La répression s'est accrue en Chine depuis la fin des Jeux olympiques de 2008. Un débat sur la démocratisation existe néanmoins aux hautes instances du Parti communiste (PCC) et des expériences localisées ont récemment eu lieu.

Tel est le constat de Jean-Philippe Béja, expert de Sciences po, à Paris, qui donne ce soir et demain des conférences à Montréal. Vétéran sinologue, M. Béja connaît depuis 20 ans le dissident Liu Xiaobo, condamné en 2009 à 11 ans de prison, dont la nomination comme Prix Nobel de la paix en 2010 a grandement irrité Pékin.

«Dès que les Jeux olympiques ont été terminés, la répression s'est accrue, explique M. Béja, en entrevue dans un café du centre-ville. Liu Xiaobo a été arrêté deux jours avant l'anniversaire de la Déclaration universelle des droits de l'homme, à l'occasion duquel des dissidents chinois voulaient lancer la charte 08, inspirée de la charte 77 tchécoslovaque. Plus de 200 avocats spécialistes des droits de l'homme ont aussi été arrêtés.»

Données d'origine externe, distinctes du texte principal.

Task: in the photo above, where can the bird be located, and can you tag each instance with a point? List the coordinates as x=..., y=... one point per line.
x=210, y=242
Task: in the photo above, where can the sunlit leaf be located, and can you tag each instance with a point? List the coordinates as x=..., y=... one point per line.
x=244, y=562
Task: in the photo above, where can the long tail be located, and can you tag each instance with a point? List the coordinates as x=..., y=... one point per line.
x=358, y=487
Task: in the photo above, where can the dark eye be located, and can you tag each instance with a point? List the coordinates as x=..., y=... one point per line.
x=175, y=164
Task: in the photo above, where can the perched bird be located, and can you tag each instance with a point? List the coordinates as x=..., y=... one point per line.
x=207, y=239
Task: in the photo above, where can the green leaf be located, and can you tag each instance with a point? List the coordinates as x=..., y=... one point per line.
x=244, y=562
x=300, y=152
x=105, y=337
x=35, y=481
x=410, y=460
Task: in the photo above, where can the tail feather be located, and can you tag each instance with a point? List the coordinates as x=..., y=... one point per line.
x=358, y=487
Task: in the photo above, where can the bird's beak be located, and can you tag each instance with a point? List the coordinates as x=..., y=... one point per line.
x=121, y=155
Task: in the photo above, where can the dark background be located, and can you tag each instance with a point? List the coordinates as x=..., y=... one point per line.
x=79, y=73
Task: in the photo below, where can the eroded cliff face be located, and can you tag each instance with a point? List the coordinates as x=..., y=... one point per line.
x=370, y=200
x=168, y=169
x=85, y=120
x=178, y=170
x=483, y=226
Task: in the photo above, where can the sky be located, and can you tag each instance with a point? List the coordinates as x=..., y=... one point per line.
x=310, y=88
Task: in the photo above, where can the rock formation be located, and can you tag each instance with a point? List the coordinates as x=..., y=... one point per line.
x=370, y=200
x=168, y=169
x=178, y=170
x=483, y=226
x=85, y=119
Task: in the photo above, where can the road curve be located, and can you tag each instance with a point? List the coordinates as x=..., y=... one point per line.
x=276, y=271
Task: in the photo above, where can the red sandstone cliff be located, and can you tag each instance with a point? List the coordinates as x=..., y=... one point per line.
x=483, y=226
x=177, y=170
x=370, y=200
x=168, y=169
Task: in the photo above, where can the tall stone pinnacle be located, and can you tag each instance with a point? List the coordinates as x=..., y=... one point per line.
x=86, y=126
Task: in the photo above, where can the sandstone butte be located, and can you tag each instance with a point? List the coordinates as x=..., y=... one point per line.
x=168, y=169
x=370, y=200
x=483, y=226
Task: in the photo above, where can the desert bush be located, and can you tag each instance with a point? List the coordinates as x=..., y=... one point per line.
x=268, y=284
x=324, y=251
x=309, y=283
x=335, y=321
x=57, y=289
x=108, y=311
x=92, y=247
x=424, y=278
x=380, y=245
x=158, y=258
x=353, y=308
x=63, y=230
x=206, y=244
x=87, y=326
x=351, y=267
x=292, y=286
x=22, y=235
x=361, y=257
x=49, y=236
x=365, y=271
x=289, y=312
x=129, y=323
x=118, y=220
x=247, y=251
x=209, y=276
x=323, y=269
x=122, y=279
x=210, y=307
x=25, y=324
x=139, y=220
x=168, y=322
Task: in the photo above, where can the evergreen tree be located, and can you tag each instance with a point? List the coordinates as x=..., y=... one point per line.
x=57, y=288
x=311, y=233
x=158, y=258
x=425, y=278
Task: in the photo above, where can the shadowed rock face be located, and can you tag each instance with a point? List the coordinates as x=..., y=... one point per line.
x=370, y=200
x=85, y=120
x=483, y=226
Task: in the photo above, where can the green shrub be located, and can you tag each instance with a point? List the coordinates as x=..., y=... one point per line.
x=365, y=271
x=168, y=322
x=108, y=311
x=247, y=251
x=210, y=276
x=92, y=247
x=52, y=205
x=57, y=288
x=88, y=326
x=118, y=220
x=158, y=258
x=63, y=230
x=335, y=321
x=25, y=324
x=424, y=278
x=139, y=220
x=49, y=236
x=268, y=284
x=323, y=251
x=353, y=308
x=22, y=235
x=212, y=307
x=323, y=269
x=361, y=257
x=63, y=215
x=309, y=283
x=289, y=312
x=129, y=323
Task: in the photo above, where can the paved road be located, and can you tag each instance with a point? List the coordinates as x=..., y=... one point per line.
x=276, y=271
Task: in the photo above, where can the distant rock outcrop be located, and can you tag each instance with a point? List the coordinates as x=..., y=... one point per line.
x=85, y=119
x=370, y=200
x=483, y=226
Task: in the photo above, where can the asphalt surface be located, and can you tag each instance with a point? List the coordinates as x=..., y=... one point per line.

Le 25 décembre 2009, M. Liu a été condamné à 11 ans de prison, notamment pour sa participation à la charte 08 et pour la publication de six articles reflétant des controverses concrètes. «C'était du jamais vu, dit M. Béja, qui a publié un livre sur le dissident. Habituellement, les peines de ce genre étaient de trois à cinq ans, même si le maximum était théoriquement de quinze ans. Depuis, deux autres personnes ont été condamnées à 10 ou 11 ans de prison. Un nouvel organisme voué à la préservation de la stabilité a été créé et son budget est plus important que celui de l'armée.»

Selon M. Béja, certaines des controverses abordées par M. Liu dans ses articles - par exemple, le suicide d'une jeune femme violée par le fils d'un cadre du PCC - avaient déjà eu une ample couverture médiatique dans l'empire du Milieu.

Lueur d'espoir

Le sinologue parisien entrevoit toutefois une lueur d'espoir. «Il a fallu six mois pour inculper formellement Liu Xiaobo et six mois de plus pour décider de son sort. Ça veut dire qu'il y a un débat au sommet du parti.»

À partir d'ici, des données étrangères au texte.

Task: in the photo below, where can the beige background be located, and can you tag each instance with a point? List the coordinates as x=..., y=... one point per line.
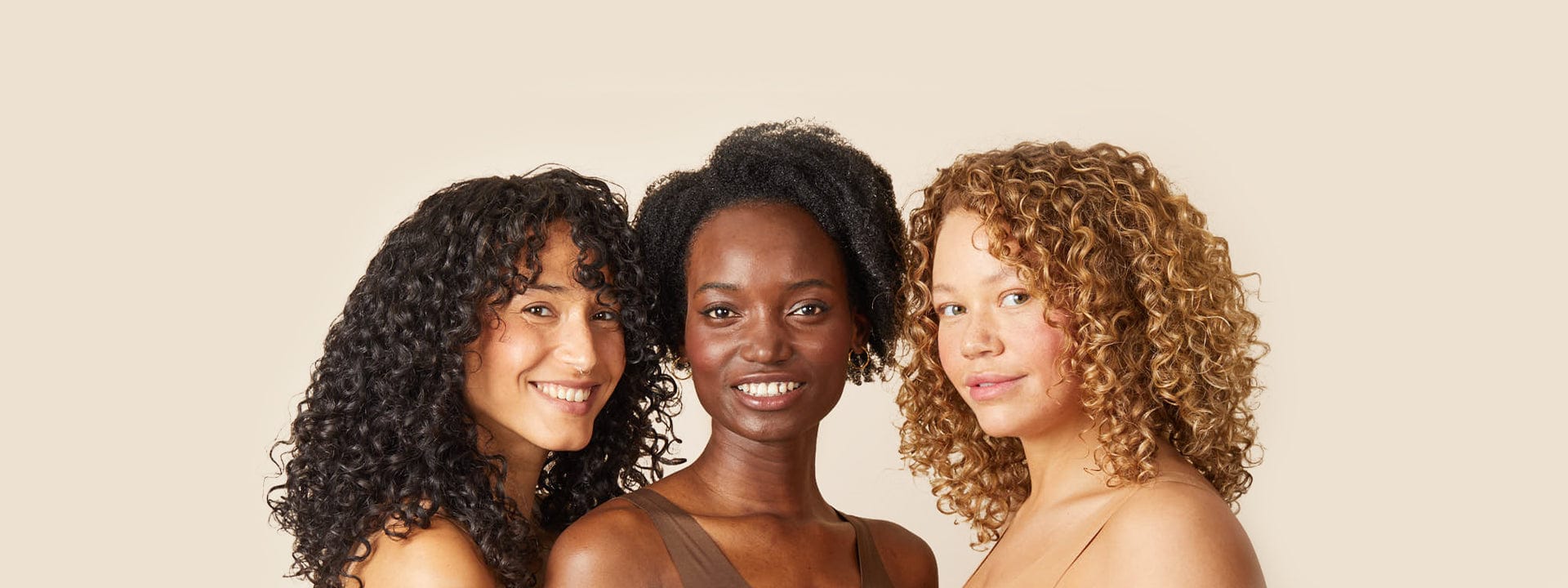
x=190, y=192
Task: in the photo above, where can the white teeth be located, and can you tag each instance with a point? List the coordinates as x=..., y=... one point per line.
x=768, y=388
x=568, y=394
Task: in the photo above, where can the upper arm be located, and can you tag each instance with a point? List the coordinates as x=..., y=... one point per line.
x=1179, y=537
x=610, y=546
x=908, y=560
x=441, y=555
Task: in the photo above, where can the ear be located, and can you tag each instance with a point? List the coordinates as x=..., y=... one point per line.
x=862, y=333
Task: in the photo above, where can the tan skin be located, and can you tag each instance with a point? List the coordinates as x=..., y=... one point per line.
x=1000, y=353
x=552, y=341
x=763, y=306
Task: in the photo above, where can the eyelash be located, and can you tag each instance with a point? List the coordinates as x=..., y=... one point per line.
x=546, y=313
x=717, y=310
x=819, y=306
x=819, y=310
x=956, y=310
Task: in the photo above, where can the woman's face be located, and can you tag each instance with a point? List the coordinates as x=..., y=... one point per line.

Les deux autres éléments positifs sont la rétrogradation récente de Bo Xilai, chef de file des néo-maoïstes, et la tenue d'élections municipales dans le village de Wukan, près de Hong Kong, après des manifestations contre un dirigeant corrompu. «Le prédécesseur de Bo Xilai à la tête du PCC de Chongqing est Wang Yang, actuel chef du PCC du Guandong, province où est situé Wukan. Bo Xilai avait attaqué des partisans de Wang Yang sous le couvert de la lutte contre la corruption. L'approche de Wang Yang à Wukan ressemble à ce que propose Liu Xiaobo pour les relations entre l'État et la société civile. Mais rien n'est gagné. Un village voisin de Wukan a récemment fait des manifestations similaires qui ont été réprimées. Quand la répression fonctionne, il n'y a pas de dialogue avec la société civile.»